There were suggestions a few years ago, as F1 looked to counter the unease that the quieter turbo hybrid engines had instilled among fans, that there should be a philosophical rethink about onboard cameras.

Some work was done by teams to evaluate changing the camera position, to bring back the over-the-shoulder view, and there were even discussions about reviving the 'Senna wobble', where the camera would cut out to make things look more extreme.

The question was, would it be better to move away from years of technological development for some 'fake' cinematic effects to try to recapture a little magic from the past?

F1 head of onboard cameras Steve Smith knows full well how technology has improved. He says the feedback from fans shows that the 'Senna wobble' is well loved as 'better-back-then' nostalgia, but there is a greater appreciation for the way things are done now.

"I did that Senna footage - and I've spent hundreds of thousands of pounds stopping that view," explains Smith. "Two years ago I worked with Paddy [Lowe] and Toto [Wolff]. They wanted to reintroduce the wobble, and we couldn't.

"There are quite a big number of fans that we speak to around the world, and we asked them what they think. They said they liked the Senna footage, but they like the new stuff more."

Trying to make something artificially substandard for effect would probably have led to a backlash. The world and technology have moved on, and the current well-honed system that F1 operates manages to capture things pretty damn well.

But perhaps a halfway house would work. The sport can keep pushing on with what it has now, but in the meantime smaller, higher-quality cameras in new positions can be developed until we get the perfect driver's eye view.

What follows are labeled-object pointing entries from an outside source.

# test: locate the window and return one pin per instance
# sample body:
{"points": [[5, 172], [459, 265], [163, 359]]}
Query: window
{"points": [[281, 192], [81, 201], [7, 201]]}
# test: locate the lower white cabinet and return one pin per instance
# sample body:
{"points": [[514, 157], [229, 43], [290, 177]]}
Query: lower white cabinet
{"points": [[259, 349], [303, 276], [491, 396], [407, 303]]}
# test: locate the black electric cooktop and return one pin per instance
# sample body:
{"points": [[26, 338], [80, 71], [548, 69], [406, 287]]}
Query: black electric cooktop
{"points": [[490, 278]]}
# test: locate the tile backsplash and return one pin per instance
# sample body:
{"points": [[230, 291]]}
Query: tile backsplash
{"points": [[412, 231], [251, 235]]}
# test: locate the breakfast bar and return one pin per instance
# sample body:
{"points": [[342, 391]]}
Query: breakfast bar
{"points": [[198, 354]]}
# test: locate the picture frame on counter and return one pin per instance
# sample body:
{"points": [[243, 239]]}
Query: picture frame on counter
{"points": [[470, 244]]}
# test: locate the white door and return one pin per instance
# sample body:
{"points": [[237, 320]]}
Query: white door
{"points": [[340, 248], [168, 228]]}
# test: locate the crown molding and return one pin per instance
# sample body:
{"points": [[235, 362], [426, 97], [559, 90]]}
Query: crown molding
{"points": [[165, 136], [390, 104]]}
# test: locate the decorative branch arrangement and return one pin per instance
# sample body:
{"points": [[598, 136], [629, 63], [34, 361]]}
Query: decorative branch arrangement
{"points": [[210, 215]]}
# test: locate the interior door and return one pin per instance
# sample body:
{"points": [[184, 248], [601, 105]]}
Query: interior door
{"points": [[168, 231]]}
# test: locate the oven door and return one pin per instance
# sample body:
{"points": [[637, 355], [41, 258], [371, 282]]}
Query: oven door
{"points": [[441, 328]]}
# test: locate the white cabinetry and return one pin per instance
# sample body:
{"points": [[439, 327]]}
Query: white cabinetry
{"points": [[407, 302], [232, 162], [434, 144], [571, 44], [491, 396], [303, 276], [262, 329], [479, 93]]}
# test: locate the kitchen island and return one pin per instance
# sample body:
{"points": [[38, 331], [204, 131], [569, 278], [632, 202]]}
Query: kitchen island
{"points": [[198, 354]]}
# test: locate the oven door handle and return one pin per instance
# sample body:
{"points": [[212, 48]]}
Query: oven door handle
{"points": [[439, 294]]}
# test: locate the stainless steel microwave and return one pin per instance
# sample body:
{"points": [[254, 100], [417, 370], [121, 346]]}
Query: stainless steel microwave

And even then, it should only be in addition to the regular camera shots rather than a replacement. Sitting through two hours of a driver's head moving around on the bumps, gearshifts, braking and acceleration would be a pretty nauseating experience.

Throw it into the mix when the occasion is right, like in Monaco and Baku, and during race starts or big incidents, and it could add something magical that lifts F1 to a new level, even on those days when the racing is a let-down.